By unraveling the mechanisms at play after the absorption of a photon, the project aims at documenting how the electronic energy is eventually used (isomerization, chemical reaction) or released (light emission, thermal conversion) by the system; these processes being also of paramount importance in many field of applied research. In addition, the project promotes advances in technical developments, namely in modeling the fate of the energy absorbed, which has potential applications in fields as diverse as photochemistry, biology or material sciences.
¿ Nonadiabatic dynamics simulations (Excited state and conical intersection) : As the low-lying excited states of different nature of these systems need to be described simultaneously in a balanced and accurate way, an innovative theoretical approach has been developed. First, non-adiabatic dynamic simulations based on time-dependent density functional theory (TDDFT) have been performed to provide hints about the critical motions driving the deactivation. Second, the pathways have been then investigated at a better level of theory with the standard coupled cluster method to second order (CC2). Finally, in order to validate the standard method, an original multireference wavefunctions method in localized orbitals has been extended and applied to these systems.

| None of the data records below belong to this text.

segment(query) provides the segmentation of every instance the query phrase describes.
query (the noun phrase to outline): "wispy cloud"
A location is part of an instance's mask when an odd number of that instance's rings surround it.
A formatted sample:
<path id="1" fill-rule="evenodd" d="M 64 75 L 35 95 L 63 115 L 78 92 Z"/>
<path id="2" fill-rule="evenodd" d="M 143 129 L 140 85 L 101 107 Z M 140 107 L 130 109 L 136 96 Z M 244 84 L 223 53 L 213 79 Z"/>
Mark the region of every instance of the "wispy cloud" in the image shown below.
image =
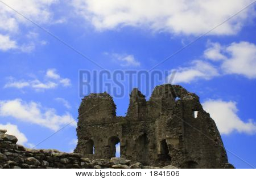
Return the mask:
<path id="1" fill-rule="evenodd" d="M 71 109 L 71 106 L 69 104 L 69 102 L 68 102 L 68 101 L 67 101 L 65 99 L 61 97 L 57 97 L 55 98 L 55 101 L 57 101 L 57 102 L 59 102 L 63 104 L 63 105 L 66 107 L 67 109 Z"/>
<path id="2" fill-rule="evenodd" d="M 37 79 L 16 80 L 15 78 L 10 77 L 8 78 L 8 82 L 5 84 L 4 88 L 18 89 L 31 88 L 37 91 L 42 91 L 56 88 L 59 85 L 63 87 L 71 85 L 69 79 L 62 78 L 56 72 L 55 69 L 47 70 L 45 75 L 46 79 L 43 80 L 43 82 Z"/>
<path id="3" fill-rule="evenodd" d="M 55 109 L 43 107 L 34 101 L 27 102 L 21 99 L 0 101 L 0 116 L 10 117 L 17 121 L 38 125 L 54 131 L 68 123 L 76 126 L 76 121 L 67 112 L 63 115 L 58 115 Z"/>
<path id="4" fill-rule="evenodd" d="M 172 69 L 168 78 L 175 72 L 174 83 L 189 83 L 228 74 L 255 79 L 255 68 L 256 45 L 253 43 L 241 41 L 221 45 L 208 42 L 203 60 L 193 61 L 190 66 Z"/>
<path id="5" fill-rule="evenodd" d="M 53 18 L 53 11 L 50 10 L 50 8 L 58 2 L 57 0 L 2 1 L 38 24 L 52 24 L 55 21 Z M 6 52 L 15 49 L 30 53 L 37 44 L 40 45 L 40 41 L 38 41 L 38 37 L 30 36 L 30 31 L 33 29 L 30 24 L 31 22 L 1 3 L 0 50 Z M 23 28 L 23 25 L 26 25 L 26 28 Z M 27 35 L 24 36 L 26 34 Z"/>
<path id="6" fill-rule="evenodd" d="M 114 62 L 118 63 L 122 67 L 139 67 L 141 62 L 135 59 L 133 54 L 127 54 L 125 53 L 104 53 L 109 55 Z"/>
<path id="7" fill-rule="evenodd" d="M 99 31 L 131 26 L 188 35 L 205 33 L 253 1 L 72 1 L 76 12 Z M 253 7 L 244 10 L 209 34 L 236 34 L 254 12 Z"/>
<path id="8" fill-rule="evenodd" d="M 256 123 L 253 119 L 245 122 L 237 115 L 238 109 L 236 102 L 208 100 L 203 103 L 203 106 L 214 120 L 221 134 L 230 134 L 236 131 L 248 134 L 256 133 Z"/>

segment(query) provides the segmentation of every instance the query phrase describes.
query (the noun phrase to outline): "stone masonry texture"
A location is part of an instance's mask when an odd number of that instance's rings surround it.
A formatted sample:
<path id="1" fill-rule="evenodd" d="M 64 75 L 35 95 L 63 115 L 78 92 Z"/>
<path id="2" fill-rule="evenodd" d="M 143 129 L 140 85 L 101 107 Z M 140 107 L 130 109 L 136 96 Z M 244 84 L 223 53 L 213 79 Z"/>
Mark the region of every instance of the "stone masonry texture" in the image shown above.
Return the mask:
<path id="1" fill-rule="evenodd" d="M 80 106 L 75 152 L 110 159 L 120 143 L 131 162 L 181 168 L 232 168 L 214 121 L 199 97 L 180 85 L 157 86 L 148 101 L 137 88 L 125 117 L 118 117 L 107 93 L 91 93 Z"/>
<path id="2" fill-rule="evenodd" d="M 234 168 L 214 121 L 181 86 L 157 86 L 148 101 L 134 89 L 126 115 L 115 110 L 106 92 L 82 99 L 75 153 L 28 149 L 0 130 L 0 168 Z"/>

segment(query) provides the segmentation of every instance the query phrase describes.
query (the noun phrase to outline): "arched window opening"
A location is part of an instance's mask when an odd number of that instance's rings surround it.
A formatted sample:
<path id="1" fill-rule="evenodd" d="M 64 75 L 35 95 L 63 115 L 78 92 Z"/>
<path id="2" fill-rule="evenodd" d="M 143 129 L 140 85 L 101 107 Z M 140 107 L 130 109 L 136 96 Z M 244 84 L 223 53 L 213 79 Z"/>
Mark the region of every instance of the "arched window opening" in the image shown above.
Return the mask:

° Conformer-selective laser spectroscopies (IR-UV/UV, IR in helium droplet) : From the experimental side, the IR/UV double resonance and time-resolved UV/UV spectroscopies are used to obtain crossed-checked information about structure and dynamics. Beyond the nano- and picosecond regimes, exploratory studies at the femtosecond regime were conducted to treat ultra-short-lived excited states. Besides, for systems devoid of a near-UV chromophore, IR spectroscopy in helium droplets has been developed and applied to a series of flexible molecules in order to detect the whole conformational population.